One of the world's greatest mysteries has finally been solved.
There are a lot of snack foods people eat ritualistically. When I get a Twix bar I like to eat the caramel or peanut butter topping first and then the cookie wafer second. The cookie part is so delicious that I have to savor it by itself.
Some folks have a ritual with Reese's peanut butter cups where they eat the top layer of chocolate and then swipe out the peanut butter center with their tongue.
When it comes to Oreo cookies, few people eat the cookie all at once. Many prefer to deconstruct the cookie by twisting the black wafer sides and then licking out the creme off of each side. Part of the fun is attempting to twist the cookie and have an even amount of creme on each side of the wafer—a feat that is nearly impossible.
(Note: The white center of an Oreo cookie is made with what Nabisco refers to as “creme,” not cream because it isn’t made with any dairy.)
People have been perplexed for decades over why almost all of the creme always ends up sticking to one side of the separated cookie. The phenomenon is so mysterious that the brilliant minds at Massachusetts Institute of Technology (MIT) took up the monumental task of pursuing the answer.
“When I was little, I tried twisting wafers to split the cream evenly between the wafers so there’s some on both halves — which in my opinion tastes much better than having one wafer with a lot of creme and one with almost none. This was hard to do when I was trying it by hand,” Crystal Owens, lead author of a study published Tuesday in the journal American Institute of Physics and a researcher in mechanical engineering at MIT, said according to CBS Boston.
“There’s the fascinating problem of trying to get the creme to distribute evenly between the two wafers, which turns out to be really hard,” says Max Fan, an undergraduate in MIT’s Department of Mechanical Engineering.
To figure out why the creme always sticks to one side, researchers developed the Oreometer, a device that rotates and splits the cookie with an identical amount of torque on each wafer. Researchers found that the amount of torque needed to split a cookie was equivalent to the pressure needed to twist a doorknob.
The team subjected the cookies to standard rheology tests and found that the creme center almost always stuck to just one side of the cookie. The only time they could get the creme to be distributed evenly is when the box of cookies was older.
The researchers realized that the dominant wafer is determined when the cookie is manufactured.
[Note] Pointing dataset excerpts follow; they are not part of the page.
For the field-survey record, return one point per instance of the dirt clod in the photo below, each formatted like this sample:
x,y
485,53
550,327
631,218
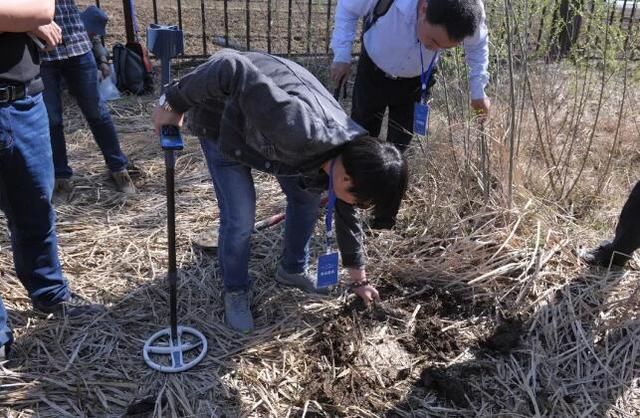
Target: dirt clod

“Videos of the manufacturing process show that they put the first wafer down, then dispense a ball of cream onto that wafer before putting the second wafer on top,” Owens said. “Apparently that little time delay may make the cream stick better to the first wafer.”
Mystery solved.
The good news is that if you‘ve been trying for years to master the perfect twist that results in evenly distributed creme and failed, you’re not the problem, it’s the cookie. The odds were stacked against you and you didn’t know it.